Developments in the manufacture of textiles brought French-Canadians, English, and Scots. Skilled artisans of all races were attracted by the openings in the machine shops. Irish, Italian, Swedish, and German labor was plentiful. Long hours and meager wages were the lot of those whose labor enriched the town. But aside from the general agitation that accompanied the crisis of 1830, there was no real organization of labor until after the Civil War. 

The year 1824 marked the founding of the Springfield Republican by Samuel Bowles. The excellent style of this journal, under the editorship of Dr. J. G. Holland, and the liberal philosophy of its editorials, made the paper almost a national institution. The first newspaper in Springfield, however, was the Massachusetts Gazette and General Advertiser, published in 1782, which failed to survive, posting this notice: 'Those gentlemen who engaged for their papers in grain are once more requested to make immediate payment, as the printers are in much want of that article.' Other papers published during this period were the Hampshire Chronicle, the Hampshire Herald, and the Federal Spy. 

In 1847 John Brown of Akron opened the warehouse of Brown and Perkins, wool merchants. The business enjoyed a fair degree of prosperity, but John Brown was absent from business the greater part of the time, his real enthusiasm being centered in the Abolitionist movement. Said Emerson,' If he kept sheep, it was with a royal mind. And if he traded in wool, he was a merchant prince, not in the amount of wealth, but in the protection of the interests confided to him.' He organized the United States League of Gileadites, which assisted fugitive slaves to escape. 

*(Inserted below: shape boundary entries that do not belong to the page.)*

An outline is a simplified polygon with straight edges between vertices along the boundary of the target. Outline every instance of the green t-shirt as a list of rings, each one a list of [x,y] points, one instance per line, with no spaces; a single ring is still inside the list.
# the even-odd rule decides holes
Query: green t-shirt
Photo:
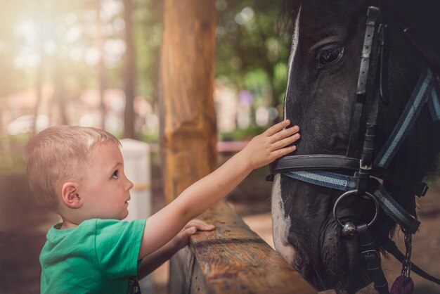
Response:
[[[145,222],[93,219],[51,227],[40,254],[41,293],[127,293]]]

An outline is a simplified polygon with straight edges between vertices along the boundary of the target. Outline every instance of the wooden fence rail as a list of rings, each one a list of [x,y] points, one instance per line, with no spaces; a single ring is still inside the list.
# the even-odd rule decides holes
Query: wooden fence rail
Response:
[[[173,257],[171,293],[316,293],[224,202],[199,218],[216,229],[194,235]]]

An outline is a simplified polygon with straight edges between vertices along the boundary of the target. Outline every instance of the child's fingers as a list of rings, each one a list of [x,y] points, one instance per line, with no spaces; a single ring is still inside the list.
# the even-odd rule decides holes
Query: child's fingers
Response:
[[[195,226],[190,226],[189,228],[186,228],[183,230],[183,236],[186,238],[195,234],[195,232],[197,232],[197,228]]]
[[[277,150],[282,148],[283,147],[285,147],[287,145],[292,143],[293,142],[297,141],[299,139],[299,134],[297,133],[293,136],[288,136],[282,140],[280,140],[277,142],[272,143],[271,146],[271,151]]]
[[[267,129],[265,133],[266,135],[269,136],[272,136],[274,134],[278,133],[278,132],[280,132],[280,130],[282,130],[283,129],[284,129],[289,124],[290,124],[290,121],[289,120],[283,120],[283,122],[278,122],[276,124],[273,124],[272,127]]]
[[[197,219],[190,220],[188,224],[186,224],[185,228],[188,228],[190,226],[194,226],[196,229],[202,231],[212,231],[215,229],[215,226],[207,224],[206,222]]]
[[[280,141],[282,139],[292,136],[292,134],[297,133],[298,132],[299,132],[299,127],[298,126],[294,126],[290,127],[289,129],[285,129],[272,135],[270,139],[270,142],[276,142],[277,141]]]
[[[276,159],[279,158],[281,156],[287,155],[290,153],[291,152],[295,151],[295,150],[297,150],[297,146],[294,145],[292,146],[285,147],[283,148],[275,151],[274,153],[276,154]]]

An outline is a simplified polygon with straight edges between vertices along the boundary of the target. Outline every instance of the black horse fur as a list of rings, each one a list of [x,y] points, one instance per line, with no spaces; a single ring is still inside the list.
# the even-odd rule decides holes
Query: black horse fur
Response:
[[[439,6],[436,1],[382,2],[384,23],[392,21],[390,10],[395,10],[415,25],[431,49],[440,53],[436,51],[440,49],[437,32],[440,18],[431,17],[432,11],[439,11],[433,7]],[[302,139],[295,155],[346,153],[369,4],[365,0],[287,3],[293,37],[285,116],[292,125],[301,128]],[[376,150],[391,134],[421,73],[420,60],[416,59],[420,57],[414,55],[413,47],[401,32],[387,30],[384,84],[389,102],[381,102],[379,106]],[[328,56],[323,58],[323,54]],[[368,103],[364,108],[368,108]],[[360,134],[365,132],[365,113]],[[428,108],[424,107],[389,166],[392,171],[399,171],[414,181],[402,183],[393,172],[384,181],[387,190],[413,215],[416,215],[415,184],[437,161],[439,124],[433,123]],[[340,194],[337,190],[276,175],[272,193],[274,243],[284,258],[318,290],[355,293],[371,281],[360,254],[358,238],[344,238],[332,215]],[[347,198],[338,209],[341,219],[356,224],[368,222],[373,214],[370,200],[354,198]],[[381,212],[370,229],[380,250],[395,229],[394,221]]]

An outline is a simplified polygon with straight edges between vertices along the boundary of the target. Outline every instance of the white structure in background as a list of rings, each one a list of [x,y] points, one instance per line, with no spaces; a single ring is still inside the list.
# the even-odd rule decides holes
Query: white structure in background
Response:
[[[231,88],[216,84],[214,102],[219,132],[228,132],[235,129],[237,94]]]
[[[237,125],[240,129],[246,129],[251,124],[252,106],[254,96],[250,91],[238,92],[238,109],[237,110]]]
[[[124,172],[134,186],[130,191],[129,216],[125,220],[147,219],[151,215],[151,164],[150,146],[131,139],[120,140]],[[153,293],[153,277],[139,281],[143,293]]]

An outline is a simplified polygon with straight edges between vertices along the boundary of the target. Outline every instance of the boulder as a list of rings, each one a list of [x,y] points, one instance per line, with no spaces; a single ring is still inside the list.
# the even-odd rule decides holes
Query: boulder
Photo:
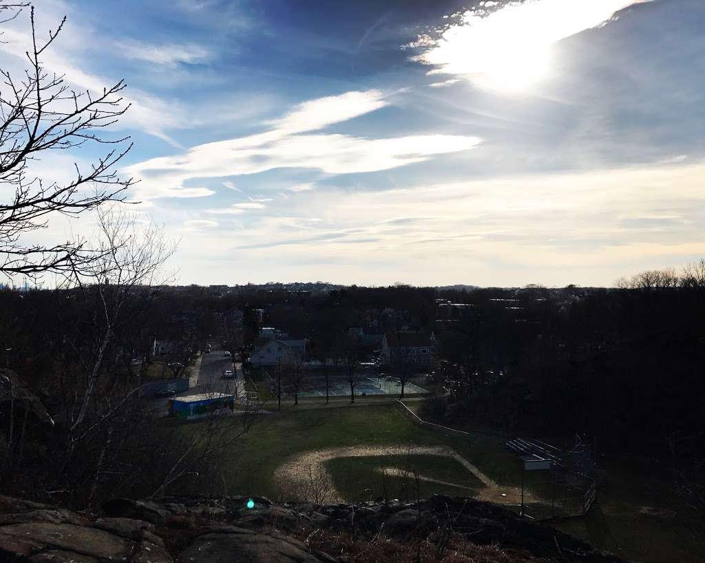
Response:
[[[261,533],[207,533],[179,554],[178,563],[321,563],[300,542]]]
[[[104,530],[70,524],[32,522],[0,528],[0,560],[13,555],[32,556],[52,550],[99,560],[121,560],[130,555],[133,545],[133,542]]]
[[[163,524],[171,515],[163,505],[151,500],[133,500],[129,498],[116,498],[103,505],[103,510],[108,516],[146,520],[154,524]]]

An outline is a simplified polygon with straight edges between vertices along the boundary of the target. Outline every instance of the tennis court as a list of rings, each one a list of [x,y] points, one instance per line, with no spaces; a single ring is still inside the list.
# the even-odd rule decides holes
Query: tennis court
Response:
[[[331,375],[329,380],[329,395],[331,397],[350,396],[350,388],[344,375]],[[274,381],[268,378],[270,388],[274,388]],[[405,395],[419,395],[429,391],[418,385],[408,382],[404,386]],[[401,386],[394,377],[369,375],[364,377],[355,386],[355,396],[367,395],[398,395]],[[312,374],[299,391],[299,398],[325,397],[326,379],[322,375]]]

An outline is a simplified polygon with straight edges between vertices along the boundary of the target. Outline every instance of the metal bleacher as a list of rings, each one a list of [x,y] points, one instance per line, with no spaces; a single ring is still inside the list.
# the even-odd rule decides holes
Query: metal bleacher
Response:
[[[540,440],[527,440],[515,438],[505,445],[520,457],[532,457],[535,459],[551,460],[551,464],[562,465],[563,451]]]

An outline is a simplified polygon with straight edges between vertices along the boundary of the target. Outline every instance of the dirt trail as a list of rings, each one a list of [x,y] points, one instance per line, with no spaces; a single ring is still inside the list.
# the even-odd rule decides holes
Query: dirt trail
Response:
[[[441,455],[457,460],[484,485],[484,488],[474,495],[478,500],[489,500],[501,504],[518,504],[520,502],[520,488],[498,485],[465,458],[454,450],[442,446],[351,446],[304,452],[287,460],[280,465],[274,472],[274,479],[283,491],[290,491],[306,489],[310,486],[312,481],[314,481],[317,488],[322,488],[329,491],[326,495],[326,502],[342,502],[343,499],[336,490],[331,476],[326,469],[324,464],[326,462],[336,457],[419,455]],[[424,480],[434,481],[426,476],[423,476]],[[529,495],[525,492],[525,500],[531,500]]]

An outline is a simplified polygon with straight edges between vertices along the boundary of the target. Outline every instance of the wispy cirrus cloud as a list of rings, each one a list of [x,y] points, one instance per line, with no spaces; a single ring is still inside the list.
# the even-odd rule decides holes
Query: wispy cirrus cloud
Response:
[[[178,196],[188,189],[184,184],[188,181],[232,176],[233,171],[257,174],[290,167],[317,169],[329,175],[375,172],[424,162],[435,155],[470,150],[480,142],[478,137],[466,135],[431,134],[371,139],[309,132],[375,111],[387,103],[376,90],[311,100],[295,106],[283,118],[268,122],[274,127],[263,133],[198,145],[181,155],[139,163],[127,171],[143,180],[139,188],[140,198],[150,199]]]
[[[116,44],[128,58],[169,67],[206,63],[212,56],[209,49],[195,43],[157,44],[130,39]]]
[[[64,7],[59,4],[51,6],[49,15],[44,15],[47,20],[54,17],[54,25],[61,20],[61,17],[54,14],[57,7]],[[4,62],[3,68],[13,73],[16,79],[20,78],[23,69],[26,67],[25,52],[31,50],[32,35],[29,26],[25,20],[25,14],[5,25],[3,29],[3,41],[0,42],[0,53],[4,53],[15,58],[12,63]],[[76,27],[67,26],[61,30],[57,39],[52,43],[51,49],[42,54],[42,63],[46,71],[63,76],[67,84],[78,92],[88,91],[93,94],[101,93],[106,87],[115,84],[118,79],[99,75],[84,70],[80,61],[78,44],[82,44],[76,37]],[[87,34],[92,31],[86,30]],[[40,36],[41,37],[41,36]],[[107,48],[106,48],[107,52]],[[149,134],[161,139],[173,146],[180,148],[180,145],[167,134],[170,129],[182,128],[189,123],[188,112],[178,103],[166,100],[131,87],[129,92],[121,93],[125,105],[130,104],[129,110],[119,120],[122,129],[135,129],[144,131]]]
[[[429,74],[455,75],[483,87],[516,89],[548,73],[553,44],[603,24],[620,10],[651,1],[481,2],[437,37],[422,35],[406,47],[420,50],[412,60],[434,66]],[[447,82],[431,85],[440,87]]]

Shortly after his arrival in Springfield, John Brown was visited by Frederick Douglass, Negro orator and scholar, who found him living in a cottage near the shacks occupied by Negroes. ' Plain as was the house on the outside,' wrote Douglass, ' the inside was plainer. Its furniture would have satisfied a Spartan. There was an element of plainness about it which almost suggested destitution.... The meal was such as a man might relish after following the plow all day, or performing a forced march of a dozen miles over a rough road in frosty weather.' John Brown lived in Springfield for two years, and during this time hundreds of runaway slaves were harbored in the town, then were passed along to the next station of the Underground Railway.